In pictures: Pigeon keeping in Syria’s camps for the displaced
Flocks of pigeons fluttering over camps housing displaced Syrian in rural Idlib are a common site,but unlike their urban cousins, most of these birds are not out looking for scraps of food. Raising pigeons is a popular pastime among men in this rebel-held corner of the country. The birds provide a break from the monotony of camp life and give the men a sense of purpose in what feels like a situation that shows little sign of ending anytime soon.
Muhammad al-Abrash is one such pigeon keeper and a veteran by the standards of the camp, as he was raising the birds before he fled his home. When fighting between Syrian government and opposition forces encroached on his town of Maara (also known as Marat al-Naasan) in eastern Idlib in early 2020, he fled to a camp deeper inside rebel-held territory, leaving his beloved pigeons behind amid the chaos, before risking his life in order to rescue them.
“I took my wife and children first, and then the furniture,” he says. “The town was subjected to air strikes and artillery bombardment but I managed to get them out and bring them with me to the camp."
Abrash, who owns 90 pigeons, including 30 chicks who cannot fly yet, was driven by his strong attachment to the creatures. “I risked my life for the birds because I love them. They are in my custodianship and I cannot forsake them.”
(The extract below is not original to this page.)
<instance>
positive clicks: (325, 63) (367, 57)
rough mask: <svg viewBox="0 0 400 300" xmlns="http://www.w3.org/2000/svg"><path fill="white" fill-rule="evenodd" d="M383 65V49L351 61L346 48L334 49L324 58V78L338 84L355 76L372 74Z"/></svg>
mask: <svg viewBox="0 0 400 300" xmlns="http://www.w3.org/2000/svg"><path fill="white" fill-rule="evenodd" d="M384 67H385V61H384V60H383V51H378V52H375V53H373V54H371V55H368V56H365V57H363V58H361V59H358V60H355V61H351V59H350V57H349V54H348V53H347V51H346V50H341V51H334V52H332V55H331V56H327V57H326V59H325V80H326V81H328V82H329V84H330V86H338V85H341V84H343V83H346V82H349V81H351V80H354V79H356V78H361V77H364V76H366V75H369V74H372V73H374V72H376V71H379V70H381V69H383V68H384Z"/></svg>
The Syrian organises his birds into three types; those that have just been born, those that are young and which have only recently started learning to fly, and those that are capable of full flight, which he regularly allows out to fly over the camp. Birds designated for reproduction are also kept apart. Some are kept aside for sale to other breeders and as pets.
Pigeon selling can be extremely lucrative, especially for displaced Syrians in rural Idlib, who often live in miserable conditions in the camps. Abrash considers raising the birds a profession that allows him to support his family. The pictures of the pigeons are shared among fellow breeders and hobbyists on WhatsApp groups, which can lead to purchases.
The differences in prices can be drastic depending on the characteristics of the pigeons, ranging from as little as a dollar, up to $20,000. Factors that influence the price include the beauty of the bird, the length and shape of its neck, the length of its feet, and the curvature of its beak. Abrash estimates that a typical bird he owns is worth around $100.
Given the number of pigeons Abrash owns, he is forced to categorise them according to their characteristics. He says: “The pigeons have many different names that are long and difficult to summarise but some of the varieties I have include Blue, Israeli, Kashmiri, Qallab, Nahasi and Al Arjeni.”
After a decade of war and more than a year of living in a tent, Abrash hopes to return to his home village one day and raise his pigeons in more relaxed circumstances.